Quantum and classical results are often presented as
being dependent upon separate postulates as if the two are distinct and
unrelated, and there is little attempt to show how the quantum implies the
classical. The transformation to classical phase space gives researchers access
to a range of algorithms derived from classical statistical mechanics that
promise results on much more favourable numerical terms. Quantum Statistical Mechanics in Classical
Phase Space offers not just a new computational approach to condensed
matter systems, but also a unique conceptual framework for understanding the
quantum world and collective molecular behaviour. A formally exact
transformation, this revolutionary approach goes beyond the quantum
perturbation of classical condensed matter to applications that lie deep in the
quantum regime. It offers scalable computational algorithms and tractable
approximations tailored to specific systems. Concrete examples serve to
validate the general approach and demonstrate new insights. For example, the
computer simulations and analysis of the λ-transition in liquid helium provide a new molecular-level
explanation of Bose-Einstein condensation and a quantitative theory for
superfluid flow. The intriguing classical phase space formulation in this book
offers students and researchers a range of new computational algorithms and
analytic approaches. It offers not just an efficient computational approach to
quantum condensed matter systems, but also an exciting perspective on how the
classical world that we observe emerges from the quantum mechanics that govern
the behaviour of atoms and molecules. The applications, examples, and physical
insights foreshadow new discoveries in quantum condensed matter systems.
Table of Contents:
Author Biography
1 Introduction
2 Wave Packet Formulation
3 Symmetrization Factor and Permutation Loop
Expansion
4 Applications with Single Particle States
5 The λ-Transition and Superfluidity in Liquid
Helium
6 Further Applications
7 Phase Space Formalism for the Partition Function
and Averages
8 High-Temperature Expansions for the Commutation
Function
9 Nested Commutator Expansion for the Commutation
Function
10 Local State Expansion for the Commutation
Function
11 Many-Body Expansion for the Commutation
Function
12 Density Matrix and Partition Function
About the Author :
Phil Attard researches broadly in
statistical mechanics, quantum mechanics, thermodynamics, and colloid science. He
has held academic positions in Australia, Europe, and North America, and he was
a Professorial Research Fellow of the Australian Research Council. He has
authored some 120 papers, 10 review articles, and 4 books, with over 7000
citations. As an internationally recognized researcher, he has made seminal contributions
to the theory of electrolytes and the electric double layer, to measurement
techniques for atomic force microscopy and colloid particle interactions, and
to computer simulation and integral equation algorithms for condensed matter.
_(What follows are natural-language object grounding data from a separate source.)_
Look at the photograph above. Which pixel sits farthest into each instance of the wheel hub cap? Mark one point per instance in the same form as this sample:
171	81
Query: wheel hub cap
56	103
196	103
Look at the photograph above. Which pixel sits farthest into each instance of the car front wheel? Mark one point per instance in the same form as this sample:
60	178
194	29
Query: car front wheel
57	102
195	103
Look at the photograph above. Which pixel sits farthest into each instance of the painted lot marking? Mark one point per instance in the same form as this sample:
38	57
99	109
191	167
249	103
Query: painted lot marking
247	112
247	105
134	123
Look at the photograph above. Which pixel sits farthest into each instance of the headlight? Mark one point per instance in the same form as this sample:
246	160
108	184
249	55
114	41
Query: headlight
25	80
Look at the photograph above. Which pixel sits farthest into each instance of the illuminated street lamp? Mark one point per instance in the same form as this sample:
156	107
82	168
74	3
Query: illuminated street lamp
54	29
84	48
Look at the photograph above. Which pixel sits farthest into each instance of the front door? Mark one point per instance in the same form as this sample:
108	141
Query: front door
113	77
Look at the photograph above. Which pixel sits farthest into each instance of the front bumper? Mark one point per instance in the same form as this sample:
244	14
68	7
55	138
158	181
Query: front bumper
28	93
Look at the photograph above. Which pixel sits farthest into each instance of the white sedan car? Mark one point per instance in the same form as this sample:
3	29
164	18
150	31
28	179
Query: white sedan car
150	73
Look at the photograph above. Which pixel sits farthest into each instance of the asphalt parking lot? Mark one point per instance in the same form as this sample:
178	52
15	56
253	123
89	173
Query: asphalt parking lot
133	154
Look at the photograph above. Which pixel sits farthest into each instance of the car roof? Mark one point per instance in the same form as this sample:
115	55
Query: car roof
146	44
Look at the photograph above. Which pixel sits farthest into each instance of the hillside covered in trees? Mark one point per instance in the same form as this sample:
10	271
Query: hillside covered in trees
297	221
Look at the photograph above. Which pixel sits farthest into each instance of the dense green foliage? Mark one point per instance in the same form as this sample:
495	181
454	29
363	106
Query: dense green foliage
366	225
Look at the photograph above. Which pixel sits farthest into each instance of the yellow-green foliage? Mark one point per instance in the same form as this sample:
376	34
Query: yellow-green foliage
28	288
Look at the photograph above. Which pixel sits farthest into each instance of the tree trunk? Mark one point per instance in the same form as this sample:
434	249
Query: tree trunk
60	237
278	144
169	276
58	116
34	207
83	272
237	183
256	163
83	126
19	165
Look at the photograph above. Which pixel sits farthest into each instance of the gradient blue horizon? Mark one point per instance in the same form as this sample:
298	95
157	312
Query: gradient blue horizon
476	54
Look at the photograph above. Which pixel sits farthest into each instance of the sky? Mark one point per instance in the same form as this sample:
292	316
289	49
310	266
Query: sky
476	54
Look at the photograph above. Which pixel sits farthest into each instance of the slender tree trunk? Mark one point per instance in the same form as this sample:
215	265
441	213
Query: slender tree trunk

Attard
is perhaps best known for his discovery of nanobubbles and for establishing
their nature. Recent research has focused on non-equilibrium systems. He has
discovered a new entropy --the second entropy-- as the basis for
non-equilibrium thermodynamics, hydrodynamics, and chemical kinetics, and he
has derived the probability distribution for non-equilibrium statistical
mechanics. The theory provides a coherent approach to non-equilibrium systems and
to irreversible processes, and it has led to the development of stochastic
molecular dynamics and non-equilibrium Monte Carlo computer simulation
algorithms. Attard has formulated quantum statistical mechanics in classical
phase space, for its conceptual insight into quantum mechanics, for its account
of the transition to our classical world, and for its potential for efficient
computational approaches to many-body condensed matter systems. Also, it is
different, which is where discovery is to be found.